Hard money loans usually have NO personal liability. If not, insist on it during negotiations. No personal liability simply means that there will be a (Santa) clause in your loan agreement that says something like “The property securing this loan shall be the sole recourse in the event of default” That way if you can’t pay, the lender takes back the property and gets your YOUR equity for HIS lunch. He can’t sue you for any other money or reason and perhaps get a default judgment against you, which could be used to levy on or attach any other unrelated property or assets you may own. I love this no personal liability clause. Don’t make loan guarantees when you can avoid doing so. I would rather pay more interest and points in most cases that to have personal liability for many loans. Just look at what happened to Donald Trump and thousands of others during recent downturns in the real estate market. I would prefer a 7%-8% interest 30 year loan to hard money any day if I have a choice. With some property you just don’t have such a choice. I can usually apply for a hard money loan with lenders who know me, by telephone, and after a five day waiting period I can go pick up my check on the 6th day. If speed is the most important factor a hard money loan can be advantageous.

Regards doc.

Amen! nt - Posted by GerryH VA

Posted by GerryH VA on March 19, 2002 at 21:57:56:


STOP SHOUTING!!! We agree … - Posted by Jerry Freeman

Posted by Jerry Freeman on March 19, 2002 at 16:42:09:

Dear Luke,

I agree with everything you’ve said. Since the question I was responding to was about whether it’s OK to lie about down payments, that’s what I focused on in my post.

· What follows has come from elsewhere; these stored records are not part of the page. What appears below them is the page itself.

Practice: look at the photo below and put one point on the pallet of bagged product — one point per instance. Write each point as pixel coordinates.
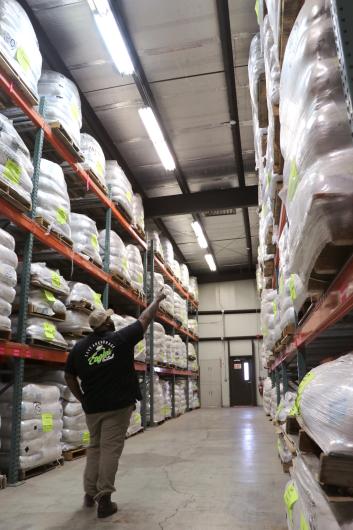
(60, 132)
(14, 198)
(74, 454)
(334, 471)
(52, 230)
(21, 85)
(38, 470)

A few weeks ago, I sat in the office of one of the biggest conventional MH dealers in my region and listened to him rail about how dealers lying about down payments had ruined the business. I believe I’m correct that it is an important issue (see also John Hyre’s follow-up post).

All your comments are also true, but I don’t understand why you’ve made such an issue. Have I offended you somehow? Posting in all caps is considered to be shouting, and your post gives the impression that you’re upset and shouting back at me.